注意:我选择不在这里使用 StringBuilder,因为这只是一个用于转换大约 200 个 DNS 区域文件的快速实用程序;但在替代字符串缓冲区方面,这会是更好的选择。在 C# 中,当处理字符串时,您处理的是特殊类型。C# 将字符串视为值类型,但在后台,它们是对象。当您对字符串执行几乎任何操作,如连接或截断时,原始对象不会被修改,而是会创建一个新对象,移动数据,并销毁旧对象。这在密集型应用程序中会产生大量开销。

教训:在实际应用程序中执行大量字符串操作时,请使用 System.Text.StringBuilder,因为它就是为此目的而设计的。

接下来,我们有了我们的文件修复方法,恰当地命名为 RepairFile(string Path)

private bool RepairFile(string Path)
{
    // Create a file info object
    System.IO.FileInfo Fi = new System.IO.FileInfo(Path);
    // If the file exists, proceed
    if (Fi.Exists)
    {
        // NOTE: Error trapping omitted for 
        // readability
        // You would want to trap the file operations in
        // a try / catch / finally block 
        // -----------------------------------------------
        // Create a StreamReader object 
        // We use a StreamReader because we are assuming 
        // that we are dealing with a text file
        System.IO.StreamReader S = Fi.OpenText();
        // Read the entire file -
        // NOTE: This would be better done using buffering
        // for performance, but for this example, I omitted it
        string FileBuffer = S.ReadToEnd();
        // Close our reader
        S.Close();
        // Call to our VerifyAscii method to ensure that
        // this is NOT a binary file
        if (VerifyAscii(FileBuffer))
        {
            // Split our buffer into lines
            string[] Lines = FileBuffer.Split('\n');
            // Create our StreamWriter
            // Again, using a streamWriter, since we are
            // dealing with Text
            System.IO.StreamWriter W = 
                   new System.IO.StreamWriter(Fi.OpenWrite());
            // Loop through our "Lines" and use the StreamWriter's WriteLine
            // Method to terminate the lines with the operating system
            // specific carriage return / line feed combination
            for (int i=0;i<Lines.Length;i++)
            {
                W.WriteLine(Lines[i].Trim());
            }
            // Close our writer
            W.Close();
            return true;
        }
        else
        {
            // Error Message for "non-ascii" files
            MessageBox.Show(Path+" \nDoes not Appear to be plain text. " + 
                       " No repair will be performed","File Format Error");
            return false;
        }
    }
    return false;
}

正在发生什么:这段代码本身就很好理解,在不清晰的地方,代码包含了大量的注释。
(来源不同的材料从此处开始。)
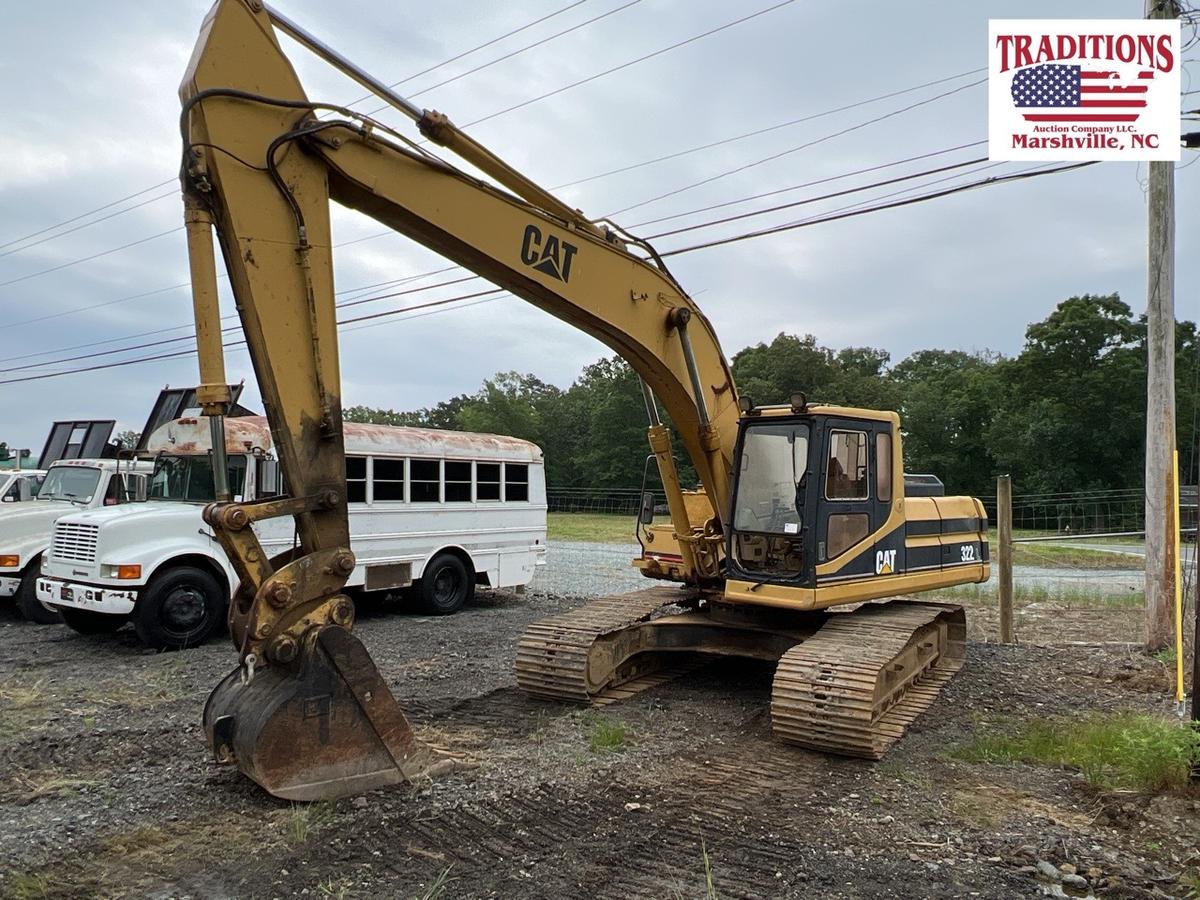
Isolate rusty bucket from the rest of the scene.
[204,625,433,800]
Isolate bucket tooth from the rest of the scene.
[204,625,434,800]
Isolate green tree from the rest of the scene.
[986,294,1146,492]
[890,350,997,496]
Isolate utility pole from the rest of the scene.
[1146,0,1178,650]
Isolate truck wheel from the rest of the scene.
[59,606,126,635]
[418,553,475,616]
[17,566,62,625]
[133,565,229,650]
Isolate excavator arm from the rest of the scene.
[180,0,738,799]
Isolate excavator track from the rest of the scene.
[516,588,680,703]
[770,601,966,760]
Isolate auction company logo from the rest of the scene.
[988,19,1180,161]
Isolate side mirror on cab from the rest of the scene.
[637,491,654,524]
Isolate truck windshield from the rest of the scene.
[37,466,100,503]
[733,422,809,535]
[150,456,246,503]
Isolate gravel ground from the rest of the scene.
[530,540,648,596]
[0,592,1200,899]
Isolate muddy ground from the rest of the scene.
[0,595,1200,899]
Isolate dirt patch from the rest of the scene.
[0,595,1200,898]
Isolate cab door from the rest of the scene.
[816,419,892,577]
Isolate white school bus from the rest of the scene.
[37,416,546,649]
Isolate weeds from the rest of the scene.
[700,838,720,900]
[938,582,1146,610]
[583,713,629,754]
[317,878,350,900]
[288,800,334,844]
[413,863,454,900]
[953,713,1200,792]
[5,872,55,900]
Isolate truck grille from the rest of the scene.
[50,522,100,563]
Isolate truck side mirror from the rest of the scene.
[637,491,654,524]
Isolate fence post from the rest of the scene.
[996,475,1013,643]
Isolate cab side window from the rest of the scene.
[826,431,870,500]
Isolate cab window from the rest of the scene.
[826,430,870,500]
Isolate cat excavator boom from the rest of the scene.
[180,0,988,800]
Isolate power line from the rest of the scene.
[367,0,642,115]
[2,275,480,374]
[0,191,179,259]
[550,67,986,191]
[0,226,184,288]
[463,0,796,128]
[646,156,988,241]
[346,0,588,108]
[0,0,595,257]
[0,178,176,250]
[0,288,505,384]
[0,140,986,365]
[0,162,1096,384]
[606,78,988,218]
[659,162,1096,258]
[630,140,988,228]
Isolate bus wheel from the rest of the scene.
[420,553,475,616]
[133,565,228,650]
[59,606,125,635]
[17,566,62,625]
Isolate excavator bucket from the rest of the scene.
[204,625,434,800]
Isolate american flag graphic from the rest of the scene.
[1013,65,1154,122]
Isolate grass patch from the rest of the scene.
[953,713,1200,792]
[583,713,629,754]
[546,512,637,544]
[937,574,1146,610]
[2,872,60,900]
[287,800,334,844]
[413,863,454,900]
[1008,542,1146,571]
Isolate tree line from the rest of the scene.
[344,294,1200,496]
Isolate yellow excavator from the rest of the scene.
[180,0,989,800]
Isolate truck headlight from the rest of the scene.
[100,564,142,581]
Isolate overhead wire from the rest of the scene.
[0,0,600,258]
[606,78,988,218]
[550,67,985,191]
[346,0,588,107]
[364,0,642,115]
[0,162,1096,384]
[659,161,1097,258]
[462,0,796,128]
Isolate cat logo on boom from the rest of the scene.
[521,224,578,282]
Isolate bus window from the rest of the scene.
[408,460,442,503]
[504,462,529,503]
[475,462,500,500]
[446,460,470,503]
[371,456,404,500]
[346,456,367,503]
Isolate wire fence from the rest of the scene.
[533,485,1196,646]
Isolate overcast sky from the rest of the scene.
[0,0,1200,455]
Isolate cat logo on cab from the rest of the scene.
[521,224,578,282]
[875,550,896,575]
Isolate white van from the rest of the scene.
[0,460,152,624]
[37,416,546,649]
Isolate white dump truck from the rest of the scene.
[0,460,152,624]
[0,469,46,503]
[37,416,546,649]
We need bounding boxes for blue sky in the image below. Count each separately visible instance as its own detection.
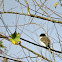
[0,0,62,62]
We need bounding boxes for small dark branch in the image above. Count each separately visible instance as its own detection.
[0,56,22,62]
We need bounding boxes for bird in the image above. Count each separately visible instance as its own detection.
[10,31,21,45]
[54,2,58,8]
[40,33,52,53]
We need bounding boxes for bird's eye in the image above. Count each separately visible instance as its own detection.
[18,41,21,45]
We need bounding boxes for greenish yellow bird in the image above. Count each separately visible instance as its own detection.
[10,31,21,45]
[54,3,57,8]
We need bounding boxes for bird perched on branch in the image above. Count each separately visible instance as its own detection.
[40,33,52,53]
[10,31,21,45]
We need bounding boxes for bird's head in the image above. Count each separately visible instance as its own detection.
[40,33,46,37]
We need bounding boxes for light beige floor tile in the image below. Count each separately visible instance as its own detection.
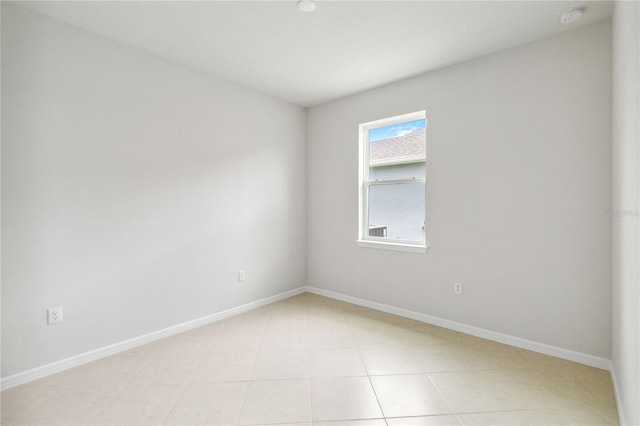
[15,384,116,425]
[429,369,554,413]
[387,416,462,426]
[211,325,262,352]
[239,379,311,425]
[133,352,205,384]
[191,352,258,383]
[164,382,247,425]
[1,294,618,426]
[371,374,451,417]
[251,350,309,380]
[0,379,59,425]
[311,377,382,421]
[260,330,309,350]
[309,348,367,377]
[91,398,171,425]
[536,364,616,408]
[405,343,526,372]
[313,419,387,426]
[309,325,356,348]
[458,409,619,426]
[359,345,422,375]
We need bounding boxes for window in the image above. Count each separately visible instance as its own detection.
[358,111,427,252]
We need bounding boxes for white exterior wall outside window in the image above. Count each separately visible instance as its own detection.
[358,111,426,252]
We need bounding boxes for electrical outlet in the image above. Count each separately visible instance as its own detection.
[47,306,62,325]
[453,283,462,296]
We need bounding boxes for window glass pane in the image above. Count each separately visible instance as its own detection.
[368,120,426,180]
[368,182,425,242]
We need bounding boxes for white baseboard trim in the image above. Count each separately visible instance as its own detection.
[0,287,305,390]
[305,286,611,371]
[610,365,629,426]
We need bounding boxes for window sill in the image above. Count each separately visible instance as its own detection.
[356,240,429,253]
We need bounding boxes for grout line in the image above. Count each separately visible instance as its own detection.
[356,347,389,425]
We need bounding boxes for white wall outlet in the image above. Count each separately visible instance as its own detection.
[453,283,462,296]
[47,306,62,325]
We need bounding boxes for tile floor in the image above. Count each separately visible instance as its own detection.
[1,293,618,426]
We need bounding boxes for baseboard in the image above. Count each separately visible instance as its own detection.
[611,365,629,426]
[305,286,611,370]
[0,287,305,390]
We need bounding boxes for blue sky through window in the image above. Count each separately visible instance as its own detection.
[369,119,427,142]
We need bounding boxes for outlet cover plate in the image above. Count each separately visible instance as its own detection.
[47,306,63,325]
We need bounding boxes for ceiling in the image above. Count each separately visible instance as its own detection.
[18,0,612,107]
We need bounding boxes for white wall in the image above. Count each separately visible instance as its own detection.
[2,2,306,376]
[307,21,611,359]
[612,2,640,425]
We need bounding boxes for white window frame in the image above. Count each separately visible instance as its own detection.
[356,111,428,253]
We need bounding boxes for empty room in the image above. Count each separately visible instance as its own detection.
[0,0,640,426]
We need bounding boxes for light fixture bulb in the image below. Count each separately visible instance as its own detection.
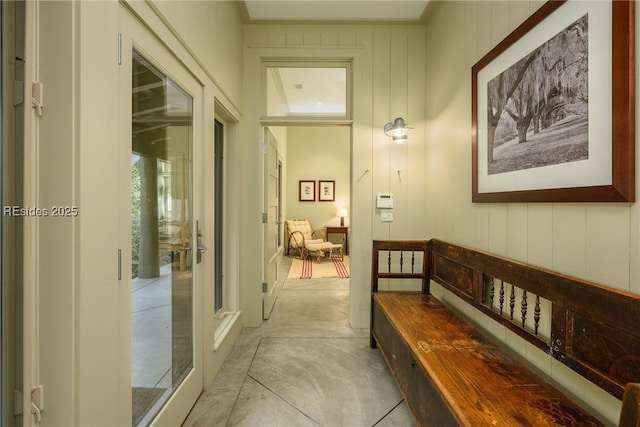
[384,117,412,144]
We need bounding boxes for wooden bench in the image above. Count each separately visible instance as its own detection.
[371,240,640,427]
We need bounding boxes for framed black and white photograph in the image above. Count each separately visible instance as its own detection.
[318,181,336,202]
[298,180,316,202]
[472,0,635,202]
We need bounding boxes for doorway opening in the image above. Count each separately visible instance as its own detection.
[262,59,352,319]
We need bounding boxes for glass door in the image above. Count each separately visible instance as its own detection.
[131,51,195,426]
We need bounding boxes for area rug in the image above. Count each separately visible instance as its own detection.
[287,256,349,279]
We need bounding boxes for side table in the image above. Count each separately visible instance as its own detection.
[325,225,349,255]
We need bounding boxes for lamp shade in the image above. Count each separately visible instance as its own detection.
[384,117,413,144]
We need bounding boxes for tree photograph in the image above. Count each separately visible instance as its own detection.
[487,15,589,175]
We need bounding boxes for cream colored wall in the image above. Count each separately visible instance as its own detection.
[152,0,242,113]
[33,1,242,426]
[425,1,640,423]
[286,126,351,231]
[242,25,426,328]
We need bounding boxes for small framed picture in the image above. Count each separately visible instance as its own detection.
[318,181,336,202]
[298,180,316,202]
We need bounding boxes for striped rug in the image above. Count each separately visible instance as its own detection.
[287,256,349,279]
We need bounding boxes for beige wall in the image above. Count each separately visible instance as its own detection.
[286,126,351,229]
[425,1,640,422]
[241,25,426,328]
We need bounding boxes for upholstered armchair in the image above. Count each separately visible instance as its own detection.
[285,219,325,259]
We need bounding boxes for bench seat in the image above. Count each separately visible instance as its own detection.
[372,291,602,426]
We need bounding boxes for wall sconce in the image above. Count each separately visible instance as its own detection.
[384,117,413,144]
[337,208,349,227]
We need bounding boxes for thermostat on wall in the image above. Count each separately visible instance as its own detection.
[376,194,393,209]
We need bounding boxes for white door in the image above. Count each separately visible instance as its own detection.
[119,8,203,426]
[262,128,282,319]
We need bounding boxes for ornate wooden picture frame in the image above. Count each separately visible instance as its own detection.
[472,0,635,202]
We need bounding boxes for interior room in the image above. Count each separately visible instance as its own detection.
[0,0,640,426]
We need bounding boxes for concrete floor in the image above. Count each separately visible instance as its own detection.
[183,257,415,427]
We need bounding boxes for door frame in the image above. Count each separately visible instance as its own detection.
[119,4,206,425]
[262,126,284,320]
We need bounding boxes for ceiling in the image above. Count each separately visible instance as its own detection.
[244,0,428,22]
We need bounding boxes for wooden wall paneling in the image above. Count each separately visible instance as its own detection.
[553,203,587,277]
[506,203,529,261]
[526,203,553,268]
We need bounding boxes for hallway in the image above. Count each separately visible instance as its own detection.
[183,257,414,427]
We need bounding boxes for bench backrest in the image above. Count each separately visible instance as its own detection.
[372,239,640,399]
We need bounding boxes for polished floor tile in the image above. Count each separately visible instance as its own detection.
[183,258,415,427]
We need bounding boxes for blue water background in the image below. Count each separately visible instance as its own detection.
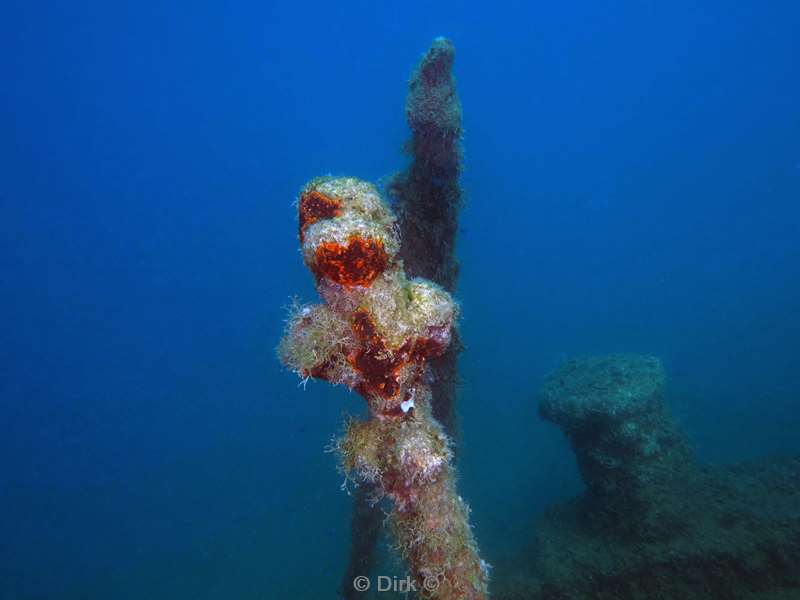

总而言之,这个方法使用 StreamReader 对象打开由“path”指定的文件。我们使用 StreamReader 对象,因为我们假设读取的文件是文本,它比普通的 Stream 对象更适合此目的。

注意:为了简单起见,文件使用 StreamReader 对象的 ReadToEnd 方法被完整地读取。在实际应用中,为了应用程序的性能,最好分块读取文件。

文件加载后,首先将其发送到我们上面描述的 VerifyAscii 方法。如果 VerifyAscii 返回 true,则使用新行字符 (\n) 上的 String.Split 方法将缓冲区拆分成行。然后通过以 Write 模式打开原始文件来创建一个 StreamWriter 对象。出于保留目的,使用不同的文件进行输出可能更好,但我不在乎可能的损坏,因为这些已经是副本了。

然后,我们遍历 Lines[] Array 中的每一行,并将其写回原始文件。通过使用 StreamWriter.WriteLine(),我们用特定于操作系统的行终止字符来终止行。在 Windows 中,行由 \n\r(ASCII 13 + ASCII 10)终止。

整合

文件在 DragDrop 事件处理程序中被拖动后,会被添加到 ListView 中。要开始“修复”,请点击“Go”按钮,处理过程就开始了。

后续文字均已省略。